Qin Gang, China’s foreign ministry spokesman, made some eminently reasonable and sensible points yesterday. The Asian Development Bank’s approval of a loan package to India—which includes financing of a project in India’s Arunachal Pradesh state (which China calls ‘Southern Tibet’ and claims as its own)—he said, “can neither change the existence of immense territorial disputes between China and India, nor China’s fundamental position on its border issues with India…On China-India border issues, China always believes that the two sides should seek for a fair and equitable solution acceptable to both through bilateral negotiation.” (via Indrani Bagchi’s Globespotting blog)
In other words, ADB’s approval of a loan doesn’t change the positions of India and China with respect to the territorial dispute, and that bilateral negotiations (not multilateral economic fora like the ADB) are the place to sort the issue out.

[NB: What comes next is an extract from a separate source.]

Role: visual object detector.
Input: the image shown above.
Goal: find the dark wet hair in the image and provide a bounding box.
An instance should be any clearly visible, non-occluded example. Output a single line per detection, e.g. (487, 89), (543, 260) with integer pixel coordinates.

So who were those unreasonable and insensible people who thought otherwise? None other than the representatives of the People’s Republic of China. None of their counterparts on ADB’s governing board agreed. Diplomacy being the art it is, it was left to Mr Qin to sound as if it was someone else who was flagrantly violating the norms of conduct at multilateral economic institutions.
The Chinese foreign ministry, however, does not stop at that. Mr Qin goes on the offensive. The ADB, he warns, “should not intervene in the political affairs of its members. The adoption of the document has not only dealt a severe blow to its own reputation but also undermines the interests of its members. The Chinese Government strongly urges the ADB to take effective measures to eliminate the terrible impact thereof.”
China’s entire approach to the ADB loan issue signals a dangerous portent for Asia. It would perhaps have been understandable if China had limited its protest to a symbolic pro forma objection. To transform the ADB as a forum to push its position in a bilateral dispute is an entirely different matter—and one that has serious implications for its relations with its East Asian neighbours, with whom it has unsettled disputes too. A charitable explanation is that it couldn’t back down without losing face once it had fired the first salvo. If you feel less charitable, you will see fresh signs of a deliberate strategy to flex its economic muscles for purely political ends. When zero-sum games are pursued at positive-sum arenas, the latter quickly become the former.